Cristina Monet-Palaci grew up spending time between the U.S., Italy, France, and England. After studying drama at the Central School in London, she went to Harvard. That’s where she met Michael Zilkha, co-founder of ZE Records. She was the singer of the label’s first release, the 1978 single “Disco Clone.” Her debut album, 1980’s Doll in the Box, was produced by August Darnell of Kid Creole and the Coconuts. It featured her cover of the Peggy Lee single “Is That All There Is.” That same year she released a cover of the Beatles’ “Drive My Car” as a single. Her Don Was-produced 1984 album Sleep It Off—her last album that featured the single “Things Fall Apart”—followed. She was married to Zilkha from 1983 to 1990.

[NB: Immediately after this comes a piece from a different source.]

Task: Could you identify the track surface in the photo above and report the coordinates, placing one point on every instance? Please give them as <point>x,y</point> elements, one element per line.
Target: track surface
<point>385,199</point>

Cristina described her synth pop music as “cynical.” The first song on Sleep It Off, for example, begins, “My life is in a turmoil/My thighs are black and blue/My sheets are stained so is my brain/What’s a girl to do?” In a 1984 New York Magazine feature, Cristina discussed her disinterest in the hit records of that era. “Rock is full of rich people still writing about railroad tracks,” she said. “There’s very little irony in pop music now. I don’t see why somebody can’t write about gossip phenomena with a bleak sense of humor?”